There is a vicious relativity to grief, an innate selfishness that says, I am the one who loves the most, therefore I am the only one who feels the pain this way. Whoever first said that misery loves company never understood the warmth one feels in wrapping that privileged status around oneself and standing as the special one, the one who has the most right to feel something, to feel deepest. At my grandfather’s funeral, someone came up to me and said, “You know you have to take care of your mother. She’s the one who will take this the hardest.” My mother, in turn, was told by someone else to take care of her mom. There was a terrible hierarchy of who, based on relationships to the dead, was allowed to feel to what degree. And it wasn’t entirely wrong.
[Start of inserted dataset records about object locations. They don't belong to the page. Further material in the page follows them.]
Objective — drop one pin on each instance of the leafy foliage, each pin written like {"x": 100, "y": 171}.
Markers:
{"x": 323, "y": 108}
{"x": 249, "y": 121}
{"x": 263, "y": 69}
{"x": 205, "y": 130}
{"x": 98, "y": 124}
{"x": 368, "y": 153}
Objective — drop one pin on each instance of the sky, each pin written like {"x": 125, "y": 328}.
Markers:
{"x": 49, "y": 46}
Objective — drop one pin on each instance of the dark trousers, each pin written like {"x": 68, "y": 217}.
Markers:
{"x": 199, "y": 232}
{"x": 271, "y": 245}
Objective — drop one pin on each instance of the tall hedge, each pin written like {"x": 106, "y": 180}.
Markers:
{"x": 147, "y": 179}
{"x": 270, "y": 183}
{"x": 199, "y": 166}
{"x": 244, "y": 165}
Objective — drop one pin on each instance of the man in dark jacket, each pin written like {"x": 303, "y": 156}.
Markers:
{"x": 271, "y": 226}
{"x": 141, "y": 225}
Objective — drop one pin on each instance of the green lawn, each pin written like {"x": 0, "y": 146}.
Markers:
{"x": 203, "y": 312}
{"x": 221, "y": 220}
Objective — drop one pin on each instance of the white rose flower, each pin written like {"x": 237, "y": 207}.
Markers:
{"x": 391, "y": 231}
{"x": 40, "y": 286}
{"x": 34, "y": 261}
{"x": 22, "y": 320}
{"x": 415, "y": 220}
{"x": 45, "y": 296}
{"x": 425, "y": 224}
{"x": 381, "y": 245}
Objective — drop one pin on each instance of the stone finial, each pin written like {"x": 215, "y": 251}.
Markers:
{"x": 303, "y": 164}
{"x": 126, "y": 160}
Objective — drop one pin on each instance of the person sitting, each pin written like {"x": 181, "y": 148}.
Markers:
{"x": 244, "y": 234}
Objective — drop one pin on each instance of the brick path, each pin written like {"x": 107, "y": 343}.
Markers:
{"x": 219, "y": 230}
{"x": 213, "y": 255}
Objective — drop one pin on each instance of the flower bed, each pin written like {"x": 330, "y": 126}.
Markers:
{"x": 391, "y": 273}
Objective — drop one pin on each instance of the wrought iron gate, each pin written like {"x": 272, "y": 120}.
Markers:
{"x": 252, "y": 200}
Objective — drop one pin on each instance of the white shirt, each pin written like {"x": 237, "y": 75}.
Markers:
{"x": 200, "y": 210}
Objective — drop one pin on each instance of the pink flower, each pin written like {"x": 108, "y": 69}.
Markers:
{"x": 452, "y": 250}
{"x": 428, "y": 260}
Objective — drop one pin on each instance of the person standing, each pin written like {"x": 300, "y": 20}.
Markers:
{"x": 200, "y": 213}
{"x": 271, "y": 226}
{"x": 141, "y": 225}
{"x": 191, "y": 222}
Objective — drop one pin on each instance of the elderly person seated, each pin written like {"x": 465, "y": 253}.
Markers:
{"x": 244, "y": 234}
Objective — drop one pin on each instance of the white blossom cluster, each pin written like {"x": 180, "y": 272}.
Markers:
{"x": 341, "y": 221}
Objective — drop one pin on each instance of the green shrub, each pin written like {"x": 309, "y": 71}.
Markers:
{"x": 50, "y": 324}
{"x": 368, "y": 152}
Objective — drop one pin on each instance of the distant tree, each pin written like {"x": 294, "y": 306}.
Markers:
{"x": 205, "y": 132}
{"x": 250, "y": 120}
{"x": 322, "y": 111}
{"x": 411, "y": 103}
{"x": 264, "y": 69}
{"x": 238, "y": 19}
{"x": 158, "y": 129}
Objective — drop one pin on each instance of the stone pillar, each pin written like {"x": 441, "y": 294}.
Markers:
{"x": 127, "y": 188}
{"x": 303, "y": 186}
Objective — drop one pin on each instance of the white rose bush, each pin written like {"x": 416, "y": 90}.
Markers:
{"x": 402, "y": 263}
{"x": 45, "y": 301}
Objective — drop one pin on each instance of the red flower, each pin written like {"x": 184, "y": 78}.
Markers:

I have a co-worker who went around after 9/11 saying that that day’s events “gave my life so much more meaning.” One of my mother’s friends enthused that “it’s made me love my family more.” Bully for all of them. I don’t know why you need a national tragedy to give your life meaning or make you love your family, but whatever turns your crank, I guess. I’m happy you’re hugging your kids, no matter what it is that reminded you you need to do that.

No one person, or even any one group of people, has exclusive rights to feel anything about Sept. 11, but it’s worth reminding that while no one owns that day, to some worse things happened than to others. We can be united and sympathetic to those who have lost, we can be unnerved, but the real meaning of that day belongs to those who lost family, who lost friends and colleagues. It belongs to the real people with holes in their lives, not just the people who saw it on TV.

That day made President Bush a war president. It made his party the guardians of the right ways to think and to talk about the unthinkable, the inexpressible. And this week, he’ll give an acceptance speech littered with references to the mass graves in New York and Washington and Pennsylvania. Make no mistake about the choice of venue: His words will be a national eulogy at a national funeral. But only some of the mourners will have known the deceased.

All are welcome to pay their respects, I’m sure. But those who are just there to gawk, or to give their own lives meaning, should have the grace and the dignity to step out of the way when actual family and friends of the dead come forward.

A.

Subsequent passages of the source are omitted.